Dharamshala, India – Today was one of those days when you intended to do one thing but are interrupted, and then the second task becomes more fulfilling than the first.
The intended task: hike a few kilometers up to Dal Lake and write a chapter or two in my hope-to-be novel.
I hiked up the trail and passed the TCV (Tibetan Children’s Village), home to some 3,000 refugee children, some of which traversed the mountain passes themselves, no matter their young age. I intended to eat around the top, so I found a pleasant spot that appealed to me called The Tibetan Refugee Caf.
When I walked in, two young Tibetan men greeted me, “Way.”
I nodded my head and also replied, “Way.” Behind the curtain to the kitchen, the toddler peeked her head around curtain, trying to figure me out. Her mother leaned down and muttered instructions and directed her my way with a menu.
She walked over with rosy cheeks, hesitant curiosity and big blue Aleutian eyes and with a menu, pen and paper. Here, I just write my order down and turn it in to save time and mistakes in translation.
I wrote what I wanted as she patiently waited and hurried my order back. She returned immediately, this time braver, in which she just shoved me over and climbed up in the booth beside me.
The young men laughed and one of them said, “She really likes you, we are even Tibetan and still, she is scared of us.”
She gave them the best scowl a 2-year-old could. Her stare was unflinching and I smiled, but she had no time for that. She was like an eager scientist on the brink of discovery. My hairy arms drew her attention, rubbing them over and over without any sort of boredom to be coming soon.
“Your arms . they, uh … must confuse her. Tibetans have no hair on their arms like you,” one of the men said. “She must have, uh, known you in a past life. That is what Buddhists believe you know.” My beard drew stares as the classroom was being opened on my arms.
Her mother came out of the kitchen and laughed, “Is she bothering you?”
“No not at all.”
“She is very shy. I have not seen her do.”
I sat and ate and talked with the young men about politics, their schooling, MTV, Monica Lewinsky, China, Buddhism and other mentionables, while she sat their faithfully and yet still perplexed, rubbing my arm hair.
Ngawang and Lobsang continued their story of how they escaped when the Chinese occupied Tibet when they were 14, which was in 1996. They are here to take their graduating exams at the main campus of TCV. Their campus is about four hours away, but smaller and does not offer grade 11 exams.

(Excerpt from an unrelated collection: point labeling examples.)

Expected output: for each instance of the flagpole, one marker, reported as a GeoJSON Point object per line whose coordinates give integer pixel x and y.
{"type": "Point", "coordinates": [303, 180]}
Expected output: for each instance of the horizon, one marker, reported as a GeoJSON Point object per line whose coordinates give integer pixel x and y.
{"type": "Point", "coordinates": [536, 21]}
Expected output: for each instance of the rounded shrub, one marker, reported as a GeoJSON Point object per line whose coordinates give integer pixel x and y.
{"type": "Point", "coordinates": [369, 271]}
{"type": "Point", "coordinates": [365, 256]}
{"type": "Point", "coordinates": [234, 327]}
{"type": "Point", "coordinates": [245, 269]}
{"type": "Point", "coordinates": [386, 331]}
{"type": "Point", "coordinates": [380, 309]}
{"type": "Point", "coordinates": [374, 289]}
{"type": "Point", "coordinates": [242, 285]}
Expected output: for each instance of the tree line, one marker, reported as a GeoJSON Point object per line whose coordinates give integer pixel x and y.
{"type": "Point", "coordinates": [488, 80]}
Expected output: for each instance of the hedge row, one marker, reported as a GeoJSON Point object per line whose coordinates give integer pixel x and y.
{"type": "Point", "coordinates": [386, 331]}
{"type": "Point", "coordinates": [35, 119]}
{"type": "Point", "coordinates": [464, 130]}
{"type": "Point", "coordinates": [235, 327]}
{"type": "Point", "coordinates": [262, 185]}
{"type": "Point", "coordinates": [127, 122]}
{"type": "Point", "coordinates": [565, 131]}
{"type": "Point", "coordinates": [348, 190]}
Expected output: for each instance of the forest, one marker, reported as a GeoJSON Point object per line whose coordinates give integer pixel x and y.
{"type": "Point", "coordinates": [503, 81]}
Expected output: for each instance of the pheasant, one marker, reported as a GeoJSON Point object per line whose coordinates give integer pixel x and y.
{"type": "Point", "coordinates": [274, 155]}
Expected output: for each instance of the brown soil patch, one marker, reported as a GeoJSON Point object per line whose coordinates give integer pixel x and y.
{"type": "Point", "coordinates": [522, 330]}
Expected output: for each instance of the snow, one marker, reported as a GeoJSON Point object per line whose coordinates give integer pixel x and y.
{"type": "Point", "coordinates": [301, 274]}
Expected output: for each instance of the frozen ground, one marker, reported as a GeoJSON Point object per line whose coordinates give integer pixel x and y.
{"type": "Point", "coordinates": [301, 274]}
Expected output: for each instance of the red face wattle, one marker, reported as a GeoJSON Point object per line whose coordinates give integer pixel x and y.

Both were in the same escape party that fled the oppression to the refugee center in Nepal. The trip took 30 days, had over 30 children ranging from the ages of 4-19 and was led by one guide.
I asked if everyone made it.
Lobsang answered: “Yes, but it usually is not that way. Even we were very lucky, but um, we still passed the bodies of several young children. It made it hard. It scared us, but we knew that we could not look back. We said prayers for them.”
Ngawang shook his head saying, “I still remember how cold it was, but maybe I forget it now that I know how much warmer it is to have freedom. Cold is nothing, when you are looking for freedom.”
After lunch, they walked me around and showed me a quicker way back into town. The temple at the top of the school overlooked a sand field in which the kids ran and chased and played, free of barbwire, free of oppression, free of hate, only hounded and harassed by the clean blue air of these mountains.
I walked through the lot and waved and got talked into a few shots which turned out to be a game of horse, which I would have won, if not for that lucky half-courter he sank and then re-sank.
The storm brewed though, above the pine trees and mountains, and I knew
I needed to get back, so I jogged down the trail, bounding from rock to rock, when I came to a group of four young Tibetans walking home, one boy, three girls.
I nodded and smiled and went to pass one, but the boy yelled, “Excuse me, sir. Do you know about snakes?”
Their biology lesson had brought them to more and more questions that the teacher was to answer for them tomorrow, but who can wait that long to talk about fangs and pit vipers?
I stopped and walked with them to town and the rain cloud huffed and puffed but did nothing else, while the little man spit on the red cloth that lay on the ground with more disgust than I even know about.
They said goodbye and thanked me for the chocolate bars and waved shyly.
The boy ran back with his rosy cheeks, hesitant curiosity and big blue Aleutian eyes for one more question though, “So, you did not tell me. What kind of snakes does America have?